The company's fiscal Q3 numbers are hard to ignore: product revenue surged 29% to $900.3 million, while remaining performance obligations—a juicy pipeline of future revenue—shot up 55% to $5.7 billion. With a net revenue retention rate of 127%, Snowflake isn't just acquiring new clients; it's squeezing more value from existing ones. Major players like the Forbes Global 2000 are doubling down, drawn to Snowflake's pitch-perfect balance of simplicity and cost-effectiveness. Analysts have taken the hint—20 hiked their price targets, with a median projection of $185 signaling a potential 43% upside.
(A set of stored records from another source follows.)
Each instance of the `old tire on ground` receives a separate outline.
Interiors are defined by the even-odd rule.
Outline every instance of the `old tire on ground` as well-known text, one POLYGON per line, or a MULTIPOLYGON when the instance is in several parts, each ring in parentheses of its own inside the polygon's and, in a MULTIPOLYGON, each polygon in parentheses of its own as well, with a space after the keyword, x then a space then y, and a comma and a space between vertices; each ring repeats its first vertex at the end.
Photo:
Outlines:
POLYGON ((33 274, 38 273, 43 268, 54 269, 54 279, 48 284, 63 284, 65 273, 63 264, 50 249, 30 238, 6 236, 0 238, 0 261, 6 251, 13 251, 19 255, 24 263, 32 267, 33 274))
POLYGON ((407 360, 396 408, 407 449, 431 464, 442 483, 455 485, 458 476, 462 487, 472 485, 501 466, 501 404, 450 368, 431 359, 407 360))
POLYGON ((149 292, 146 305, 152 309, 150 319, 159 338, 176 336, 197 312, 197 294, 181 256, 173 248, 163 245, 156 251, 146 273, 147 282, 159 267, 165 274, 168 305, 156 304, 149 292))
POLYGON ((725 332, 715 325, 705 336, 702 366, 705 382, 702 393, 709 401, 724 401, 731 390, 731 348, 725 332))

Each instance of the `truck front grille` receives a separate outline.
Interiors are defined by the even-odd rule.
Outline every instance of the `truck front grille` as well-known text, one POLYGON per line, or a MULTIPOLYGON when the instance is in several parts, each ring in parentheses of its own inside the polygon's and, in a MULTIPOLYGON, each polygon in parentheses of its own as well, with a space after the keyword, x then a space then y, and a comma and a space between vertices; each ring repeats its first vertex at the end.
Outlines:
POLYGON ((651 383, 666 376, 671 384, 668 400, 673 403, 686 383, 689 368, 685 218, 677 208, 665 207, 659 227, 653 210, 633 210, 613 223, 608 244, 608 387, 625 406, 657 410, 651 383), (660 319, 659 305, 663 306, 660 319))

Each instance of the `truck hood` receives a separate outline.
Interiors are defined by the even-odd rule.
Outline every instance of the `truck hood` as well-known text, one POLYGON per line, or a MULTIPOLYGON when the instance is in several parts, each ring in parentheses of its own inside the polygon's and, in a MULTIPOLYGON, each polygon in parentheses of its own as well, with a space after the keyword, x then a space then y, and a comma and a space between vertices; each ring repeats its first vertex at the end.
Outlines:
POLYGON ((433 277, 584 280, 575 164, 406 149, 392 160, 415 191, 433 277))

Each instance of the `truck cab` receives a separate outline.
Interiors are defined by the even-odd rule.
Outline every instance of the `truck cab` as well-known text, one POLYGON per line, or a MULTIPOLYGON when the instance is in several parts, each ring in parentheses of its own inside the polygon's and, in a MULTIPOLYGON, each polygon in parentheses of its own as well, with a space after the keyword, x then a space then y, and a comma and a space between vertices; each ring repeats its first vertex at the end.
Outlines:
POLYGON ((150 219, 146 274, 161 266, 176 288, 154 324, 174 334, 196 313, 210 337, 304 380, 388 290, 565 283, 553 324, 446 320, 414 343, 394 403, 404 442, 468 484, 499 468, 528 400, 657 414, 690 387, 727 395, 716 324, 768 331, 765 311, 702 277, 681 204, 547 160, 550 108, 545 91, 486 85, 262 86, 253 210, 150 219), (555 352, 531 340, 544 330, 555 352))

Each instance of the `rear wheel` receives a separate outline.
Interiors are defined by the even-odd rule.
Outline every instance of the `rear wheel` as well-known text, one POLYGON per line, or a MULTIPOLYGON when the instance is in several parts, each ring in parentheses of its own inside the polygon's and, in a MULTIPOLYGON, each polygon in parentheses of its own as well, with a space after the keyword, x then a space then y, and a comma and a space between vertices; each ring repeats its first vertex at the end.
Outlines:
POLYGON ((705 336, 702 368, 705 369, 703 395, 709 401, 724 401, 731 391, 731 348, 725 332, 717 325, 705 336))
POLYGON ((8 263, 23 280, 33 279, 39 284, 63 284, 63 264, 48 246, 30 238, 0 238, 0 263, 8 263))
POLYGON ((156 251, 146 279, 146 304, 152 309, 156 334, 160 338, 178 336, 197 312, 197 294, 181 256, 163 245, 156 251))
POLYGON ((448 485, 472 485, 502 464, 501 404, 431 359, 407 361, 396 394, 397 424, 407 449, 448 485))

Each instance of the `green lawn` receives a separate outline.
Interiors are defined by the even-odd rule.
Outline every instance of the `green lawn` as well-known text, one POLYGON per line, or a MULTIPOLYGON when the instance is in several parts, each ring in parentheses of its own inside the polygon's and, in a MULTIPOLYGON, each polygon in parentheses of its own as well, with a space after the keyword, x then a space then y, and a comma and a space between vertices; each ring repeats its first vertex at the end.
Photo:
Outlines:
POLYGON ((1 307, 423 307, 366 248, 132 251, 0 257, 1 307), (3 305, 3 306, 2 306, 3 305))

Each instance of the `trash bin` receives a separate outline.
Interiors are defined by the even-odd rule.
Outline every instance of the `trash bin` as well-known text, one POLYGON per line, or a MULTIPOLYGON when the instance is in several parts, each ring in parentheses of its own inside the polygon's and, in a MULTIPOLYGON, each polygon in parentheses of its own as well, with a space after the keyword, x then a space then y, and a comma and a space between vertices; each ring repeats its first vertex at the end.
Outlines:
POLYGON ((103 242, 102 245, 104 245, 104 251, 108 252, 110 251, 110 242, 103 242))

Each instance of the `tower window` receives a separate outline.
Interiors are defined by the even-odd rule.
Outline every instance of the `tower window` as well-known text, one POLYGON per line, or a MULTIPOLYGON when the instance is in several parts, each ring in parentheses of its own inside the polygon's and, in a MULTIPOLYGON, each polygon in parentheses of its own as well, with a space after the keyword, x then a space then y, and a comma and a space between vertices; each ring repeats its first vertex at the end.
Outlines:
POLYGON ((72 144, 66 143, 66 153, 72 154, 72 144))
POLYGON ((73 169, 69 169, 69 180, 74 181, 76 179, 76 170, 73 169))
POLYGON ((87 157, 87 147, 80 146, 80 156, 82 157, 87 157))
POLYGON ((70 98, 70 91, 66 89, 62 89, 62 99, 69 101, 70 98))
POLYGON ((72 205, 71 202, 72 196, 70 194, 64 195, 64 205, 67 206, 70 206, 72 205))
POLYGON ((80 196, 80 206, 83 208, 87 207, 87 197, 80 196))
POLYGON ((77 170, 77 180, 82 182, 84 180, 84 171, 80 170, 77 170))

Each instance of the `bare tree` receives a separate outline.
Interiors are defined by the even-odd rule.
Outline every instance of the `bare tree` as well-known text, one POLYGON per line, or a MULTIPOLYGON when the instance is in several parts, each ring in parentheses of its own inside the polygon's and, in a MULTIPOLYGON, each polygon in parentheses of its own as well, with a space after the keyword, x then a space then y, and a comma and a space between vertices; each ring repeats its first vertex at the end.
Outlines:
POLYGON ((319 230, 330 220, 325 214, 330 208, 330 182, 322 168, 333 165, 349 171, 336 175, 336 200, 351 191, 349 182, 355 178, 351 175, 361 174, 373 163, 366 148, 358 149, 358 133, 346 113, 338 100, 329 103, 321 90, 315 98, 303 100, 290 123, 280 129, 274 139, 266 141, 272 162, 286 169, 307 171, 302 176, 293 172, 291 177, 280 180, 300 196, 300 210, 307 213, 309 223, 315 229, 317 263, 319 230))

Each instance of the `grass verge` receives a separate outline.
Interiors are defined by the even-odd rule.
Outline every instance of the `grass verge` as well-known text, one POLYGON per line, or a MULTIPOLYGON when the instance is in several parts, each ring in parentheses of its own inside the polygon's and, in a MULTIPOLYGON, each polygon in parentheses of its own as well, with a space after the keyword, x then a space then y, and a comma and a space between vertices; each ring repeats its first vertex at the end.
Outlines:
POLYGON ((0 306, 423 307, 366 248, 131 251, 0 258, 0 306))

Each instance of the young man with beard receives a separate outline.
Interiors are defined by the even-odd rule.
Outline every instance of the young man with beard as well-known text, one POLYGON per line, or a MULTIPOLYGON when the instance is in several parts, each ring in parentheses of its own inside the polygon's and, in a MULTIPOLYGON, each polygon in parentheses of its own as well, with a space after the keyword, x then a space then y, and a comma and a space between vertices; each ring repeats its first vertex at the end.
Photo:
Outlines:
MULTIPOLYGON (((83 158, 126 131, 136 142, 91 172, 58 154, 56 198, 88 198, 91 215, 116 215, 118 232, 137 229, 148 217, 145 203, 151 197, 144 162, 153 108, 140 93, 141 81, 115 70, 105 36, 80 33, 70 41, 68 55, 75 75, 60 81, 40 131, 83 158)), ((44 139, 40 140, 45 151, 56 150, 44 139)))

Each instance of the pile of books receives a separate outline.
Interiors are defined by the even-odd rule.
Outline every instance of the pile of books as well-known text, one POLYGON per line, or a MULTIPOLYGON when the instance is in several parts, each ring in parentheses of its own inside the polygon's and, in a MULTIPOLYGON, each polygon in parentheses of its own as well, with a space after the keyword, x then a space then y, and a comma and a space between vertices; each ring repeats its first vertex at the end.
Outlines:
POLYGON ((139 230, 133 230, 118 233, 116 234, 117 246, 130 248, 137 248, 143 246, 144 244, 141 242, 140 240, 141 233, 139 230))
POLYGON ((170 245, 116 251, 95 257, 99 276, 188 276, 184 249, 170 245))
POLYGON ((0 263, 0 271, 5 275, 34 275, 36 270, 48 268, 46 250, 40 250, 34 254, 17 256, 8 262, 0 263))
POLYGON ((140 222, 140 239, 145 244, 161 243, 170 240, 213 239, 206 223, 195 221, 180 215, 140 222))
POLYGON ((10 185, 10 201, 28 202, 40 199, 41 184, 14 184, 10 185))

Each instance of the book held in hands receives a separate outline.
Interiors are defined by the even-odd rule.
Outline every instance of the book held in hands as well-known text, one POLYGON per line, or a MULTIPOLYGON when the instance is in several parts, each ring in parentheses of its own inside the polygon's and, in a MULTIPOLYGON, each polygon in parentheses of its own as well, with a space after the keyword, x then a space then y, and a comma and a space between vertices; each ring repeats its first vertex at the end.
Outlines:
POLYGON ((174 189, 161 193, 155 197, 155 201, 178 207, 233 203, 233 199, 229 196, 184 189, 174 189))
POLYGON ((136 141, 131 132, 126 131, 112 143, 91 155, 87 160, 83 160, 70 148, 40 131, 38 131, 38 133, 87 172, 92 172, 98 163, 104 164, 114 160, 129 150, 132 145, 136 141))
But here's where it gets exciting for investors. Snowflake's AI-first strategy isn't just a buzzword; it's a growth engine. The Anthropic deal is more than a headline—it's a glimpse into a future where AI integrates seamlessly into enterprise data platforms. This isn't about chasing trends; it's about leading them. With a market cap now flirting with $56.4 billion and the new leadership firing on all cylinders, Snowflake is making it clear: they're not just in the game—they're changing it. Investors, take note.